Radon is a colorless and odorless deadly gas that is attributed to be the leading cause of lung cancer for non-smokers. This deadly substance has made its way into more than half of the homes in Iowa, although many homeowners may be unaware of its inconspicuous entrance. It is accountable for 20,000 to 25,000 deaths per year in the United States, and can cause physical and mental issues in the development of infants and young children. Not only is radon extremely hazardous to you and your family’s health, but it can may influence your potential to sell your home.

Researchers on this radioactive gas have noticed that it can be found in new and old homes alike. Whether your home has insulation or not, a basement or not, it is still prone to radon entrance. Sometimes, there are extremely high levels of radon in a new home, but none found in an old one. So as you can see, the age of your home does not affect the radon level. Rather, it is completely dependent on the soil underneath your home. Radon occurs naturally when uranium is broken down in the soil, and then enters through any cracks or openings in your foundation.

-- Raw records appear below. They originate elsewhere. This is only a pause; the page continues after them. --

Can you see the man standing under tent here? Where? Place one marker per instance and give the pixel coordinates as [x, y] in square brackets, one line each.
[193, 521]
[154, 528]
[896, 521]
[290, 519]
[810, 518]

If the inside of your home has a lower air pressure than the soil outside, your home will be more apt to take in radon. Radon can also be released in water through your sink or shower, though this is not as high of a risk as when it comes through the soil. Rarely, your granite or concrete can give off radon.

Will High Radon Levels Influence Potential Buyers?

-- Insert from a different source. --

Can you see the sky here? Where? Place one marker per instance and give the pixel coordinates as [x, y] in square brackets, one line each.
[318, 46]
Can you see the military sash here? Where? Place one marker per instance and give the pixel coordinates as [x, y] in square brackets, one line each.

Selling your home and radon detection

When it comes to real estate, it is important to inspect for radon before selling your home. Potential buyers in Iowa should be aware that radon is a major current issue in most homes. Make sure there is a mutual understanding between you and your potential buyer about how radon levels will be taken care of.

Depending on your state’s disclosure laws, you may be required to include your home’s radon levels in your sale disclosure. If you have not had your home tested for radon, and levels come up high in the home inspection, your potential buyers may have the right to cancel if they are not satisfied with the results. In this case, in order to save the deal, you may have to pay for the radon to be removed or make a mutual agreement with your potential buyer on splitting the difference. If your potential buyers walk away from the contract, you will be obligated to include radon levels in your next sale disclosure, which may turn away other potential buyers.

Fortunately, it isn’t very challenging to get rid of high radon levels, although it may be expensive. Typically, it will cost 1,000 to 2,000 to have radon removal equipment installed by a professional. It may be wise to take care of radon levels in your home and include what you spent in your asking price before listing your home. A home that is radon-clear will be very attractive to a potential buyer and can allow for a smoother process.